Rank histogram of climate variables in the a twentieth century experiments by CMIP3-AO, b the control experiments by CMIP3-AS, c the twentieth century experiments by HadCM3-AO, d the control experiments by HadSM3-AS, e the control experiments by MIROC3-AS, f the control experiments by NCAR-AS. The horizontal axis indicates rank. Rank histogram of the climate variables of surface air temperature (red solid), surface temperature trend from 1960 to 1999 (red dashed), precipitation (blue), sea level pressure (green), the top of the atmosphere SW full-sky net downward radiation, cloud radiative forcing, and clear-sky radiation (orange solid, dotted, and solid), and their LW component (aqua solid, dotted, and dashed). In the figures of (c)–(f), the maximum values are more than 0.4 (0.9, 0.55, 0.6, 0.6, respectively), but the ranges are fixed to 0.4

Table 4 shows the minimum of the p-value among the total Chi-square statistics and its five components (bias, v-shape, ends, left-ends, and right-ends) according to JP08. Numbers with p-values less than 0.05 are shown in bold type, which means that this rank histogram is non-uniform at the 5% significance level from the null hypothesis. We also show the number of variables with p-value less than 0.05 for each ensemble in Table 4.

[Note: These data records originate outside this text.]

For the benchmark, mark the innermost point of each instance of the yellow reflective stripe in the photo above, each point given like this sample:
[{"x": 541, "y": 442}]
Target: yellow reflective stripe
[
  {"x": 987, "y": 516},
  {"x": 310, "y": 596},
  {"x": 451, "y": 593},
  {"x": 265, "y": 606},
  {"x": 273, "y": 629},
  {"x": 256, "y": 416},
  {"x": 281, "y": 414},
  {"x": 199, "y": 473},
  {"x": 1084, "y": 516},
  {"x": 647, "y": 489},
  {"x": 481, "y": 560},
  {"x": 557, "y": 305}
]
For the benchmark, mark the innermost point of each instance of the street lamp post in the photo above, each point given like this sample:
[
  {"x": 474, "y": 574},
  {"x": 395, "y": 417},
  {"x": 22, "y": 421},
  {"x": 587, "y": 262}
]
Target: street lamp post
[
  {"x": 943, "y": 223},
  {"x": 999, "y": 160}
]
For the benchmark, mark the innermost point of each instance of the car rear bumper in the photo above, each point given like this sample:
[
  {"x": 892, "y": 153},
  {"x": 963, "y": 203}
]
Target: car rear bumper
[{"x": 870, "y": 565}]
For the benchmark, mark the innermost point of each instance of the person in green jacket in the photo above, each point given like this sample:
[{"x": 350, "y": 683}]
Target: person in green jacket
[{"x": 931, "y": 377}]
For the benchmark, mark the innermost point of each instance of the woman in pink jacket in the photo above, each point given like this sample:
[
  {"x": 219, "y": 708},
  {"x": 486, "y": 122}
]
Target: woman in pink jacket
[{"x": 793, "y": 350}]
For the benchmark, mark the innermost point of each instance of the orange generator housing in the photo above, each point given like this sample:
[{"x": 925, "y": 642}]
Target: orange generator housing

Table 4 P values of Chi-square statistics calculated from rank histogram of the six climate model ensembles

The rank histograms of the multi-model CMIP3 ensembles are shown in Fig. 1a (twentieth century experiments by CMIP3-AO) and Fig. 1b (control experiments by CMIP3-AS). The analysis of SAT, SLP, and PRCP in Fig. 1a is similar to that of AH10. The differences are that in the present study we include the uncertainty in the observations as described in Sect. 2.4 and there are also small differences due to the different number of model runs used. The results for these variables are consistent with those earlier results. Considering all the variables, in general, the rank histograms of the CMIP3 MMEs are not U-shaped or L-shaped, but close to flat or dome-shaped. This suggests that the distributions of the climate variables in the CMIP3 MMEs are reliable or their model spread may be a little too broad. However, as shown in Table 4, for CMIP3-AO and CMIP3-AS, the rank histograms of all but one variable for one ensemble are not significantly different from the uniform distribution (Only in SAT of CMIP3-AS, the p value for bias is about 0.04, significant at the 5% level). This does not necessarily imply there is a problem with the ensemble since when analysing so many ensembles and variables it would be expected for some variables to fail the statistical test by chance.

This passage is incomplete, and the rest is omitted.